A bottle of wine is opened, and glasses poured all around. The weird and intricate politeness encompassing the anarchy of the protest which I observed—when not actually hurling stones or setting cars on fire, the protestors (mostly older men, at least half of whom were carrying dignified umbrellas) were calm, amused even, and as ever decorously polite—lasted for some hours, but once evening fell three men were killed, shot, presumably by the police. The footage of two of the men, falling suddenly, will be replayed over and over again on the television. At one point, in response to something I’ve lisped out in my infantile Albanian, the uncle says “Well, that’s capitalism. If you have money, you can eat. If you don’t? You can die. That’s all.”
The mother leans over and takes my fork, spears a perfect sausage for me, insisting I eat as she insists I drink my wine. All this will be repeated, the wine included, a few hours later for breakfast. As far as I know the only income these people have is from the 50-some turkeys the uncle raises. The children have not been to school. The uncle, however, Alfred tells me, is an educated man. He has been to high school.
Or here’s another picture: On the television, we watch as a handful of men mill around the side gate to the Kryeministri. Suddenly—the video has no distinguishable sound—one man falls silently to the ground. He has been shot by one of the snipers on the roof of the government building. The old man nearest him looks down, as if to say, “What are you playing at?” Then realizes. He moves to stand over the body, his arms thrown out at his sides as he cries and calls for help. Others rush in to carry the body to safety. Do you see what I see? Nobody ran away. They didn’t run from bullets. They ran in, to help.

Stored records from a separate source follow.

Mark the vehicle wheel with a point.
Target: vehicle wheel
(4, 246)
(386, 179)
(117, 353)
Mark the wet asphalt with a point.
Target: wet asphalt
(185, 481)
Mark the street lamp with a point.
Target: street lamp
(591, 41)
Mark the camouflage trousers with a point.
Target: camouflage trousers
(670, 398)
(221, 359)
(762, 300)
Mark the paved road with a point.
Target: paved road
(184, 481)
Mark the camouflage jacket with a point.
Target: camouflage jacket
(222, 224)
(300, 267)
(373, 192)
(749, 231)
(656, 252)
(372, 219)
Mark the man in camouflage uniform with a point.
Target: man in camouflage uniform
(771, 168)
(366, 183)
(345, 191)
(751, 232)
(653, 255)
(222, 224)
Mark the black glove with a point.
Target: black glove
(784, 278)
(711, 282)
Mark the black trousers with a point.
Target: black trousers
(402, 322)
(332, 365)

Here’s the last picture: Just before we leave Kamenica, I am sitting in the snow on the edge of the wall surrounding the entrance to the house. One of the daughters of the house crouches beside me. Together we gaze out at the snow-covered hills, absolutely silent and gloriously empty. An enormous mockingbird plays in a frozen fruit tree, knocking lumps of snow to the ground. “You like Albania?” she asks. “Oh yes,” I say, “I love it.” I turn and we look into each others eyes, smiling happily “You?” I ask. I watch her as she returns watching the mountains. “Oh yes,” she says, still smiling. “Yes.”